Table I. Month–by–month observed occurrence of males, females and juveniles in the sampled caves.
Figure 1. Month‐by‐month observed frequencies of occurrence and sex ratio of cave salamanders in AA2 and EN caves. Symbols: white columns = total sampled specimens; black and white diagonal striped columns = males; black columns = females; grey columns = juveniles; black line = sex ratio (males/females).
The caves differed significantly from each other in terms of observed and expected specimens frequency (Heterogeneity G‐test. GH = 100.13, df = 75, P<0.05), and consequently the data could not be pooled and analysed as a whole. Apart from AA2 (G‐test of goodness‐of‐fit. G = 6.39, df = 6, P = 0.47), the observed frequencies of the specimens throughout the year differed significantly from expected in all the examined caves (AN: G = 37.78, df = 11; BA: G = 24.53, df = 10; CN: G = 33.17, df = 8; DN: G = 37.03, df = 8; EN: G = 58.80, df = 11; FN: G = 39.87, df = 9; GN: G = 30.08, df = 8; HN: G = 13.66, df = 4; in all cases P<0.01).
In EN (n = 71), the presence and abundance of individuals inside the cave was strongly related to all considered physical parameters, being positively related to both internal and external temperature, and negatively related to relative humidity inside and outside the cave (Figure ; Table ).
Figure 2. Month‐by‐month observed specimens and physical measured parameters in cave EN. Symbols: black columns = total sampled specimens; white columns = temperature inside the cave; black and white diagonal striped columns = temperature outside the cave; dot line and empty circles = relative humidity inside the cave; continuous line and black circles = relative humidity outside the cave.
Table II. Relationships between the monthly number of observed salamanders (A) and physical parameters throughout the year evaluated by using Linear regression (analyses referred to cave EN).
As regards to the use of space, salamanders were found from just outside the caves to 18.30 m from the entrance, and from 0.75 m under the cave floor to 2.85 m height from the ground (mean = 0.995, SD = 0.727). There were no significant discrepancies between sexes and age classes in exploiting different areas of the cave in terms of distance from entrance (E) and height from the ground (H) (Esex: meanmales = 57 = 8.116±4.262 m, meanfemales = 48 = 7.799±4.129, t = −0.385, df = 103, P = 0.701. Hsex: meanmales = 57 = 1.091±0.812 m; meanfemales = 48 = 1.006±0.626 m, t = 0.588, df = 103, P = 0.558. Eage: meanadults = 105 = 7.971±4.184 m, meanjuveniles = 48 = 6.929±3.541 m, t = 1.423, df = 145, P = 0.157. Hage: meanadults = 105 = 1.044±0.731 m, meanjuveniles = 42 = 0.871±0.711 m, t = 1.309, df = 145, P = 0.192). There was a statistically significant relationship between (E) and external temperature (positive) and relative humidity (negative) (Table ), but not for the same parameters inside the cave; (H) was marginally related to (E) (Linear regression. R = 0.181, F 1,96 = 3.248, P = 0.075). The same analyses performed on males, females and juveniles separately, highlighted a significant tendency in adults to occupy areas of the cave closer to the cave entrance in relation to increased external relative humidity and decreased external temperature (Table ). Juveniles showed a negative relation between (H) and internal temperature (R = −0.390, F = 5.222, P<0.05), whereas the position on the cave walls of the adults of both sexes was independent of physical parameters (for all tests P>0.05). Only males showed a behavioural response to increased distance from the cave entrance in relation to height from the ground (Linear regression. E vs. H; R = 0.377, F 1,32 = 5.300, P<0.05).

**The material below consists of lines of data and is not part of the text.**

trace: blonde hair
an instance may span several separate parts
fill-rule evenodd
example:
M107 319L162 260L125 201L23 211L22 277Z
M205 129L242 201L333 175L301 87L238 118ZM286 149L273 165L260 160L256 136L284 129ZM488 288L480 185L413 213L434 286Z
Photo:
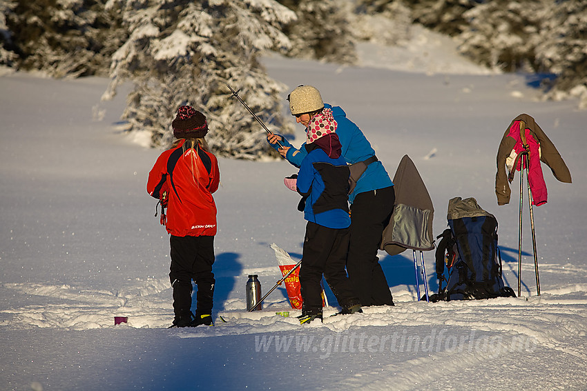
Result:
M186 141L186 142L184 143L183 146L184 152L186 152L187 149L195 149L198 146L206 152L210 152L210 147L208 146L208 142L206 141L206 139L204 139L204 137L200 137L197 139L177 139L177 140L173 141L173 144L171 146L171 148L176 148L177 146L180 145L180 143L184 140ZM187 146L189 146L189 147L188 147Z
M172 148L176 148L180 143L185 140L185 143L182 146L182 149L183 150L184 154L186 153L186 151L188 150L192 150L193 151L193 154L190 154L191 156L191 174L193 177L193 181L195 183L198 183L198 177L200 176L200 171L198 169L198 165L195 163L195 159L198 159L196 157L198 156L198 151L196 150L198 148L200 148L204 151L209 152L209 147L208 146L208 143L206 142L206 139L204 137L198 137L198 138L191 138L191 139L178 139L173 142L173 145Z

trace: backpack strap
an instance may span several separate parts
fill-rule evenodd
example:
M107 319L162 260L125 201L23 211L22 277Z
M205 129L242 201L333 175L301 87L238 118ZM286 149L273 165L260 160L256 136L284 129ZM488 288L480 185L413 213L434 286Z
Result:
M372 163L375 163L379 159L374 154L369 159L349 165L349 170L351 171L351 174L349 177L349 194L353 192L359 178L367 170L369 165Z

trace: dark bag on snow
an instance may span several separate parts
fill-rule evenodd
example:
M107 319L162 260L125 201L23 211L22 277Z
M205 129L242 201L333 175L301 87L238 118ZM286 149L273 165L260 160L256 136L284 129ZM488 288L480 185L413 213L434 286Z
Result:
M449 229L438 237L442 239L436 251L439 293L431 300L515 297L501 277L497 220L493 214L474 198L456 197L448 202L447 219Z

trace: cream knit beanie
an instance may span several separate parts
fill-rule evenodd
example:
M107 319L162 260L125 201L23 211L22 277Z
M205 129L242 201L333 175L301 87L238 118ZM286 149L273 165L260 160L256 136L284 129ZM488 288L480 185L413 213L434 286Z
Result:
M300 86L287 96L291 115L311 112L324 108L320 91L311 86Z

Table III. Relationships between distance from entrance (E) and physical parameters evaluated by using linear regression.
Discussion
Although physical conditions vary in the investigated hypogean sites about three (temperature) or four (air moisture) times less than in the adjacent external areas, the studied S. italicus populations exhibited a clear seasonal‐linked phenology. Lack of data in winter confirms that the observed activity inside the caves only partly represents the entire life cycle of this species which inhabits the external environment at least during the coldest periods of the year (Lanza Citation1946).

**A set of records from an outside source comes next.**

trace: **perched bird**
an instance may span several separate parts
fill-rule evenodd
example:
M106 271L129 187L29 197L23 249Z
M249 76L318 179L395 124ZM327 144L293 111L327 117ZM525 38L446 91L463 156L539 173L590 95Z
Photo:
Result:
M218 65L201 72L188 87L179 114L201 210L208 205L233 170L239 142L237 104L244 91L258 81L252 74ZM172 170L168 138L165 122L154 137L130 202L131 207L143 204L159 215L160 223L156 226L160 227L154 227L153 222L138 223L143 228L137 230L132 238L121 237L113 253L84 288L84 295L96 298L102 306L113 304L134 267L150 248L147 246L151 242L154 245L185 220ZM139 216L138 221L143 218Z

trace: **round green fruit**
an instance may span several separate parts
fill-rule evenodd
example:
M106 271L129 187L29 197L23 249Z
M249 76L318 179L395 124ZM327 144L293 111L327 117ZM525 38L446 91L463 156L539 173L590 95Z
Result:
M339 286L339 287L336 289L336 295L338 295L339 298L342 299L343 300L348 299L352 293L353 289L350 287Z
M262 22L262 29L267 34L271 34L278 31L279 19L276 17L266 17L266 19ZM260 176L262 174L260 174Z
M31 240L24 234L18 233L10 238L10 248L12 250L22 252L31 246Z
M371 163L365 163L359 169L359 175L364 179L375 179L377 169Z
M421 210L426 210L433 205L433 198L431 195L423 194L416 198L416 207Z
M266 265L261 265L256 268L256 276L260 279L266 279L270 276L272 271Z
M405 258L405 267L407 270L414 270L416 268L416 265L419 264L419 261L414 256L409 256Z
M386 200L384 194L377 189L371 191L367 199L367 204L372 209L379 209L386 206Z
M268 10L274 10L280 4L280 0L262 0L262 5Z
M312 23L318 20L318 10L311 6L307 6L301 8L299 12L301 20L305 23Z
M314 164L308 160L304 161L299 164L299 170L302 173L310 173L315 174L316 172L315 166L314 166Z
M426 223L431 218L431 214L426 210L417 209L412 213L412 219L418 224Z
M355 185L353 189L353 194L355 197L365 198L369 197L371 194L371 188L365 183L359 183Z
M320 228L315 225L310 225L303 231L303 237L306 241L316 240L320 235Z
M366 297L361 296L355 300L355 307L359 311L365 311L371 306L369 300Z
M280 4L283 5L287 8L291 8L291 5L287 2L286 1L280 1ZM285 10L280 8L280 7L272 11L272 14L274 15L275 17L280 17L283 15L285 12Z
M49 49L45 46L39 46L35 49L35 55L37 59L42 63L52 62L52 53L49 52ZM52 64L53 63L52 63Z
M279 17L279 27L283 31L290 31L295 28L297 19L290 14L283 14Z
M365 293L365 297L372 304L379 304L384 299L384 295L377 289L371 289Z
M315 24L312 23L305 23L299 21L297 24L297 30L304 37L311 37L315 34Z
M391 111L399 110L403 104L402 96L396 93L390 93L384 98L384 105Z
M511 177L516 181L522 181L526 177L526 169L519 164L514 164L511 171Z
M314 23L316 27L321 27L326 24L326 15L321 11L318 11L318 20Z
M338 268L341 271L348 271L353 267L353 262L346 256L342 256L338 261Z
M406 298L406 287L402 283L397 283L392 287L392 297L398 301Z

S. italicus populations inhabiting the study area seem to be represented by an exiguous number of individuals (personal observations) if compared with those of Northern Apennines (i.e. Pastorelli et al. Citation2001). Salamanders relative abundance varied throughout the year and the observed frequencies of individuals differed significantly from expected based on sampling effort, highlighting a specific temporal pattern of activity. Moreover, this pattern of activity is peculiar for each cave, confirming the influence of several cave characteristics that were not taken into consideration in this study (size, altitude, exposure of the entrance, etc.). The seasonal numeric variation of individuals in the studied populations, with one activity peak in summer, is analogous to that of a population of S. strinatii studied by Salvidio et al. (Citation1994). Other populations of co‐generic species showed two activity peaks, in early summer and in autumn: e.g. the S. strinatii population (quoted as ambrosii) studied by Salvidio (Citation1993) and S. ambrosii and S. strinatii populations studied by Forti et al. (Citation2005). This comparable activity pattern may be due to the simultaneous increase of dipterans density (particularly Limnobiidae) inside the caves in late spring and summer, which constitute the main prey in the diet spectrum of the investigated populations (Forti et al. Citation2005; Vignoli et al. Citation2006). Conversely, two cave populations of S. ambrosii studied by Salvidio et al. (Citation2002) were characterised by two activity peaks in spring and autumn, which seem to follow the rainfall temporal distribution pattern, that is related more to rock‐face populations (Salvidio Citation1991, Citation1993) than to those inhabiting caves.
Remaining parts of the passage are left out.